さらに講師を引き受けてくれたIT系起業家たちにたくさんのファンがついていることが、スクーに予想以上のメリットをもたらした。彼らがフェイスブックやツイッターで「スクーという会社の無料動画学習サービスで今度、僕が授業をやります!」と書き込みをして、情報を拡散してくれたのだ。おかげで彼らのフォロワーや知り合いがスクーに入学してくれ、会員数は瞬く間に7000人に達した。
先生が分かりやすく教えてくれる
オンライン生放送ならではの双方向コミュニケーションが人気
一般のeラーニングは録画された映像をユーザーが視聴するものだが、スクーの生放送授業は既存の映像授業とは一線を画す。ユーザーはフェイスブックやメールを使って無料で入学(会員登録)し、生放送の授業に「着席」し、意見や質問を授業中に書き込んだり、別のユーザーのコメントに「いいね!」を押したりしながらコミュニケーションを楽しむことができる。先生はユーザーの反応や質問をチェックしながら「この部分はまだ理解していない人が多いから、分かるまで丁寧に解説しよう」と臨機応変に対応したり、ユーザーの声や作品をその場で紹介・添削しながら授業を進めることもできる。「一般的なeラーニングは、地方在住だったり子どもが小さいといった理由で塾や予備校に足を運べない人が“オンラインでも学べる”という代用手段でしかなかった。でも、スクーの授業は“オンラインだからこそできる”ことを追求した。その結果、双方向コミュニケーションが生まれたのです」(森さん)
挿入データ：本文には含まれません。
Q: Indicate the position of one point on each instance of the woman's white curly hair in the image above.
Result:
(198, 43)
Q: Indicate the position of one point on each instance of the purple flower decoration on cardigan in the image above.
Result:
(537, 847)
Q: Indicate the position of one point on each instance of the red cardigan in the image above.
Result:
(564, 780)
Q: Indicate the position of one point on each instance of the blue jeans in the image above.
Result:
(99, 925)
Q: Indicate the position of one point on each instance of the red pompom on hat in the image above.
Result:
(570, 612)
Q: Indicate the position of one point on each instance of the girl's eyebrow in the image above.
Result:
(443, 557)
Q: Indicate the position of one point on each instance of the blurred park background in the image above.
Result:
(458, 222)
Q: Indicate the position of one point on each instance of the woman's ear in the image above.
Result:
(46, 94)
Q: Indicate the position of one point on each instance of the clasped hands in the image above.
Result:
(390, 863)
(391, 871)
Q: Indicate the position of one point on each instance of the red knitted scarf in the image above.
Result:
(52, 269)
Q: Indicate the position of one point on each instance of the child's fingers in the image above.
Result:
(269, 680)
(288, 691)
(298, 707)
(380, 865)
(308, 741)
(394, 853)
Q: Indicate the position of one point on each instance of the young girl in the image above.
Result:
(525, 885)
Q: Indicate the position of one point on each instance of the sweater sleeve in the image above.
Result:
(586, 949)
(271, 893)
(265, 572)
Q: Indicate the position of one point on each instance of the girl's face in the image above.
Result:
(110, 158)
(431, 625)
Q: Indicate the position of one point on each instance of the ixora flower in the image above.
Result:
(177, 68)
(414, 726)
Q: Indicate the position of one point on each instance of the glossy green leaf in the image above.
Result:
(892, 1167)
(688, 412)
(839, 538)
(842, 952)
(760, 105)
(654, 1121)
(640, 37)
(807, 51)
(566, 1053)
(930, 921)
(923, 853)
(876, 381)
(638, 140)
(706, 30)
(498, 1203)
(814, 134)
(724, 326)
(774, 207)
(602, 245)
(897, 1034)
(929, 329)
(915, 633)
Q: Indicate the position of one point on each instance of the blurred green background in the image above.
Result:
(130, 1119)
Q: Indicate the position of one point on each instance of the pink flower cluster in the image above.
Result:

コンテンツ作りは課題ありきだ。まずディレクターが「WEBデザインを学べるコンテンツ」「起業家向けの確定申告講座」など需要のある課題を見つける。そして、その課題に適した先生に授業を依頼して、一緒にカリキュラムや授業内容を詰めていく手法を取る。「新しいコンテンツを立ち上げるとそれに比例して会員数が増え、リピート率は80%以上」というから、ユーザーのニーズを的確にとらえた授業が展開されていることが伺える。
さらに先生からも「ふだんの講演や授業では参加者や受講生の反応は分かりづらいが、スクーの生放送授業はその場でユーザーの反応がダイレクトに見られる。自分では“これを話すと食いつきがいいだろう”と思っていても実際は反応が鈍かったり、意外なところで盛り上がったり。ユーザーからのフィードバックは貴重なデータです」という声が数多く寄せられているという。先生も学生も独自の体験ができるのが、他の追随を許さないスクーならではのメリットだろう。
今後の展開が楽しみだ
スクーで人生変わった人も。今夜はさらなる動画学習を周知したい
森さんが1人で起業したスクーは着々とコンテンツや会員数を増やしている。現在は社員18人とアルバイト15人を擁し、会員数12万人を数える。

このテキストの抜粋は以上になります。